Ditambang Setiap Hari, Pantai Sudah Rata dengan Permukiman Warga
jpnn.com - Masyarakat di Kabupaten Timor Tengah Selatan (TTS) menanggapi fenomena gelombang tinggi di laut selatan TTS pada Jumat 28 April itu beragam. Seperti apa tanggapan dan solusi yang diwacanakan?
YOPI TAPENU, SoE
HARUS diakui bahwa batu warna di Kolbano dilirik investor karena dapat dikreasikan menjadi berbagai bentuk souvenir atau penambah nilai seni sebuah bangunan. Dan sejauh ini, proses mendapatkan batu itu masih melalui penambangan secara tradisional.
Batu itu dikumpulkan oleh penambang lalu dipilah sesuai ukuran, bentuk dan warna. Itulah aktivitas rutin penambang tradisional di wilayah Kolbano. Mereka sudah puluhan tahun menekuni pekerjaan ini.
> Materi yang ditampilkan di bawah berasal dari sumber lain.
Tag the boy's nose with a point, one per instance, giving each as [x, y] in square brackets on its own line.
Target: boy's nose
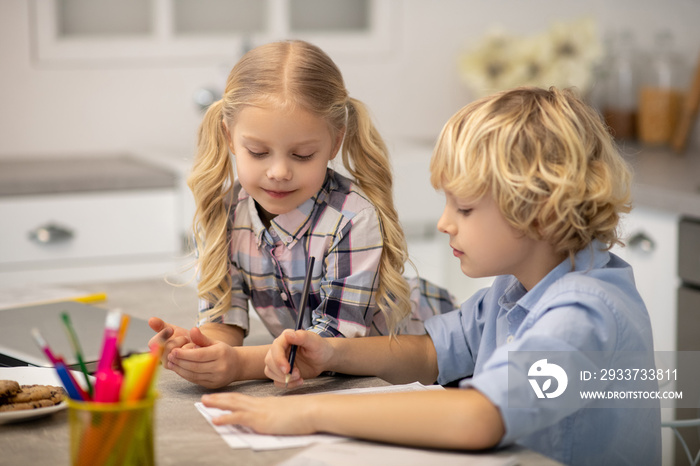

Beberapa tahun belakangan kondisi pantai di Desa Spaha, Kecamatan Kolbano berubah bentuk. Sebelumnya kondisi daratan lebih tinggi, namun belakangan ini menjadi pantai yang datar dengan permukiman warga. Hal itu ditengarai akibat penambangan batu warna yang dilakukan bertahun-tahun belakangan tanpa memikirkan dampak ke depan.
"Sekarang pantai sudah rata dengan permukiman. Itu karena batu ditambang setiap hari," ujar Sekretaris Desa Spaha, Yupiter Sabuna ketika berbincang dengan koran ini beberapa saat setelah kejadian air laut pasang, Jumat (28/4).
Sesungguhnya Pemerintah Daerah (Pemda) TTS sudah melarang warga di sekitar pantai untuk menambang batu di sepanjang pantai Kolbano. Karena sejak tahun 2015 para penambang bukan hanya mengumpulkan batu warna yang dimuntahkan ombak, melainkan masyarakat penambang menggali pantai sehingga terdapat lubang-lubang menganga di tepi pantai. Konon, batu yang tersembunyi di dalam pasir itu lebih bernilai ekonomis.
Namun, larangan pemerintah itu tak diindahkan. Hal itu karena terkait dengan mata pencaharian warga setempat. Menurut beberapa penambang, penghasilan dari mereka dari bertani atau melaut tidak mencukupi kebutuhan hidup mereka.